5 CONTEMPORARY CLASSICS:

‘Othello’
Othello
Oskar Korshunovas
The Lithuanian Oskaras Koršunovas must be the European artist –with the permission of Peter Brook– who has stepped on the stages of the Temporada Alta festival in Girona the most times. Since he arrived in 2011, with a version of The Tempest, he has gone every year, with the exception of 2020, for obvious pandemic reasons. He has performed Shakespeare, Chekhov, Gorky, Sarah Kane, Brecht, Beckett, Dmitry Danilov, and Gogol. But the Bard of Stratford is his weakness: he has directed seven.
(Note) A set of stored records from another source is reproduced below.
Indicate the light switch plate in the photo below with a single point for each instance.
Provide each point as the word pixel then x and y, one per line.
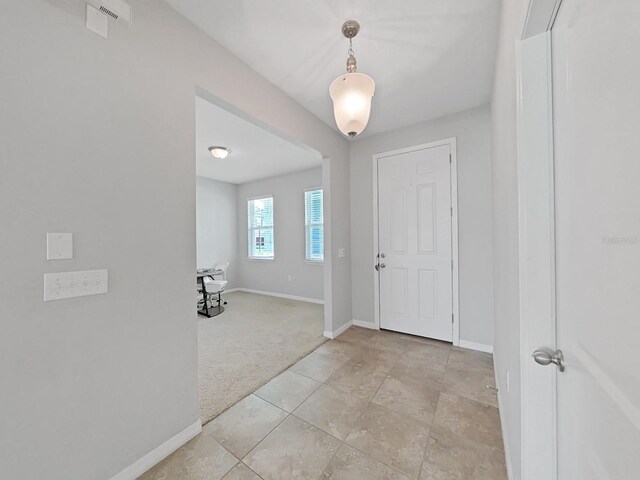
pixel 59 246
pixel 58 286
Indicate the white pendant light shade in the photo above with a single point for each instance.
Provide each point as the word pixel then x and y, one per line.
pixel 351 94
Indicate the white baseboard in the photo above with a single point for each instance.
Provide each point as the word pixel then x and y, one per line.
pixel 281 295
pixel 476 346
pixel 505 443
pixel 363 324
pixel 340 330
pixel 160 453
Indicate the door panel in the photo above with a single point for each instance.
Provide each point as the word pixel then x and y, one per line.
pixel 596 74
pixel 414 205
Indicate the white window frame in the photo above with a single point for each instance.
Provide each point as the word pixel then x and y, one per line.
pixel 251 230
pixel 307 227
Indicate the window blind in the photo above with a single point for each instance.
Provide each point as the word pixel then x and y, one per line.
pixel 260 228
pixel 314 225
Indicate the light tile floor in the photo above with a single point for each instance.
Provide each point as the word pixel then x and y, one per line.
pixel 370 405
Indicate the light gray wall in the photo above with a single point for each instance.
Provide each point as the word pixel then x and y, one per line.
pixel 288 203
pixel 98 139
pixel 472 129
pixel 217 226
pixel 505 232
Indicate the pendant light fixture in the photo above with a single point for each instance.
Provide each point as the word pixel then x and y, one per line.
pixel 219 152
pixel 351 92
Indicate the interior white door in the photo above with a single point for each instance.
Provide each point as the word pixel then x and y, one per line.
pixel 596 79
pixel 414 240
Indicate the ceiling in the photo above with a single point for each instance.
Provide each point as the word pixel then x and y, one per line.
pixel 429 58
pixel 255 153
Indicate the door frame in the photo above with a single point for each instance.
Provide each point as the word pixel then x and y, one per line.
pixel 454 228
pixel 536 238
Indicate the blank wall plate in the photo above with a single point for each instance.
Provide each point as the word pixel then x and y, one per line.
pixel 58 286
pixel 59 246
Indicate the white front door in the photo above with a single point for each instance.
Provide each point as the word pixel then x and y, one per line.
pixel 414 242
pixel 596 98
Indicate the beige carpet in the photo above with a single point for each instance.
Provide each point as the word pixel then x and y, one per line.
pixel 255 339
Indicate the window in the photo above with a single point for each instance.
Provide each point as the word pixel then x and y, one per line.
pixel 314 225
pixel 260 231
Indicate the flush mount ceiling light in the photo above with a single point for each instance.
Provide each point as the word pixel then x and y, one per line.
pixel 219 152
pixel 351 92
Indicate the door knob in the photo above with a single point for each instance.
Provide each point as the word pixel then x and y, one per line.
pixel 544 356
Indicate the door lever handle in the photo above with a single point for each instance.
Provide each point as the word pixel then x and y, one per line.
pixel 544 356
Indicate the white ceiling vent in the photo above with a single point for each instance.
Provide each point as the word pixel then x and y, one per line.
pixel 99 12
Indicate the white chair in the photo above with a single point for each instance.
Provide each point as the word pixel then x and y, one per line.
pixel 222 266
pixel 211 289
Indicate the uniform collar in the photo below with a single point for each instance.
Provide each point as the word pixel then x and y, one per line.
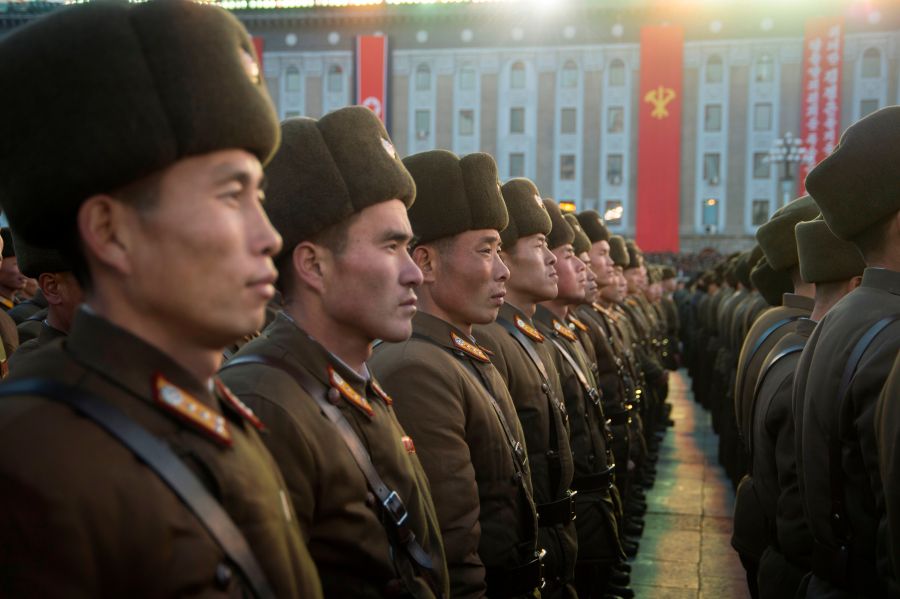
pixel 883 279
pixel 793 300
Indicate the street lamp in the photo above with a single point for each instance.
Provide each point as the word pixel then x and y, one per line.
pixel 787 151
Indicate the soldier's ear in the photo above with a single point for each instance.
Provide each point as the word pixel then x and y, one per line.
pixel 307 263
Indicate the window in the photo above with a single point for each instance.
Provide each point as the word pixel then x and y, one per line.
pixel 760 212
pixel 617 73
pixel 517 120
pixel 612 213
pixel 710 212
pixel 712 120
pixel 292 79
pixel 423 78
pixel 615 119
pixel 335 79
pixel 569 76
pixel 467 78
pixel 517 76
pixel 423 124
pixel 867 106
pixel 762 117
pixel 517 164
pixel 466 122
pixel 614 169
pixel 761 165
pixel 765 69
pixel 567 167
pixel 711 168
pixel 568 120
pixel 715 72
pixel 871 67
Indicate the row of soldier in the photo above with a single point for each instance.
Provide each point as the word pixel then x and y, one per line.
pixel 802 336
pixel 496 441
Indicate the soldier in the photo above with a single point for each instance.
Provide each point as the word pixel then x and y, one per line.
pixel 61 290
pixel 835 267
pixel 599 548
pixel 524 361
pixel 128 468
pixel 338 193
pixel 447 394
pixel 844 366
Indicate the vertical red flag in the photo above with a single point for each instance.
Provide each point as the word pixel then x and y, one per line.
pixel 820 118
pixel 258 44
pixel 659 138
pixel 371 73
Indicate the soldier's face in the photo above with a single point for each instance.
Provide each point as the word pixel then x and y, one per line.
pixel 601 263
pixel 532 269
pixel 572 275
pixel 469 282
pixel 368 290
pixel 200 259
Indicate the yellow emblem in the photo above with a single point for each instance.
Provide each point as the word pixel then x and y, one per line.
pixel 530 331
pixel 349 393
pixel 469 348
pixel 563 330
pixel 179 402
pixel 578 323
pixel 660 98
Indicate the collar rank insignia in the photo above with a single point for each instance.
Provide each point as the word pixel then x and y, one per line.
pixel 240 407
pixel 581 326
pixel 179 402
pixel 531 332
pixel 468 348
pixel 380 392
pixel 350 393
pixel 563 330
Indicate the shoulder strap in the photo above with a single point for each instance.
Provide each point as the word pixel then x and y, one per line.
pixel 390 501
pixel 839 520
pixel 164 463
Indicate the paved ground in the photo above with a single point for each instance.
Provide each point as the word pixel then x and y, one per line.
pixel 685 550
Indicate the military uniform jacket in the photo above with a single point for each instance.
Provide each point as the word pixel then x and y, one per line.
pixel 485 507
pixel 754 352
pixel 80 516
pixel 334 506
pixel 47 335
pixel 817 407
pixel 545 426
pixel 596 524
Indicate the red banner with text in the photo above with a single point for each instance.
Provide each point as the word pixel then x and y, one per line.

‘After the silence’, by the Brazilian Christiane Jatahy
After the silence
Christiane Jatahy
Since she debuted in Temporada Alta in 2013 with Júlia, in what was also her first time in Spain, the Brazilian director has not ceased to amaze us thanks to her original and virtuous way of mixing theater and cinema. And for how to bring the classics to her land, hers, her Rio de Janeiro. That carioca version of Strindberg’s Senorita Julia resized the piece in a brilliant way, taking it to an even more appropriate context than the original. Then came an equally astonishing The Three Sisters. And recently, Christiane Jatahy, already a world star, who is, for example, artist-in-residence at the Odéon in Paris, has focused on violence in what she calls the Horror Trilogy. ‘Ritter, Dene, Voss’, by the Polish Krystian Lupa, to be seen in Barcelona
Ritter, Dene, Voss
Krystian Lupa
In the twenty-five years since the Polish Krystian Lupa premiered Ritter, Dene, Voss at the Stary Theater in Krakow, this 2022 will be the third time that it has gone through Temporada Alta. The first was in 2006 and we can say that it is surely one of the five best productions I have seen in my life. The Girona festival wants to give, this time, the opportunity to enjoy it to the people of Barcelona, who are not even 5% of the festival’s massive audience. And that’s why it will go through the Teatre Romea. And it is that Lupa is a living classic, which has offered us magnificent theatrical moments and which those who have worked with him will remember forever.‘Charity’, by Angelica Liddell
Charity
Angelica Liddell
When in 2014 Angélica Liddell announced that she was not planning to set foot in a Spanish theater again due to the contempt she suffered from the theater institutions on this side of the Pyrenees, only one state festival was saved from burning. That same year she would take Tandy to Temporada Alta, although it would take her four years, until 2018, to return with Genesis 6, 6-7. Liddell, however, is surely the most heartbreaking European theater artist of our time.‘The Years’, by Argentine director Mariano Pensotti
The years
Mariano Pensotti
The director and playwright is a kind of UFO of contemporary Argentine theater. He arrived at our house at the same time as his colleagues Daniel Veronese, Javier Daulte and Claudio Tolcachir, who came with the text ahead of them, and some interpreters who acted in a way that was as strange as it was hypnotic. Mariano Pensotti too, but in a more European way, let’s say, without the stage stripping typical of productions that travel north from Buenos Aires.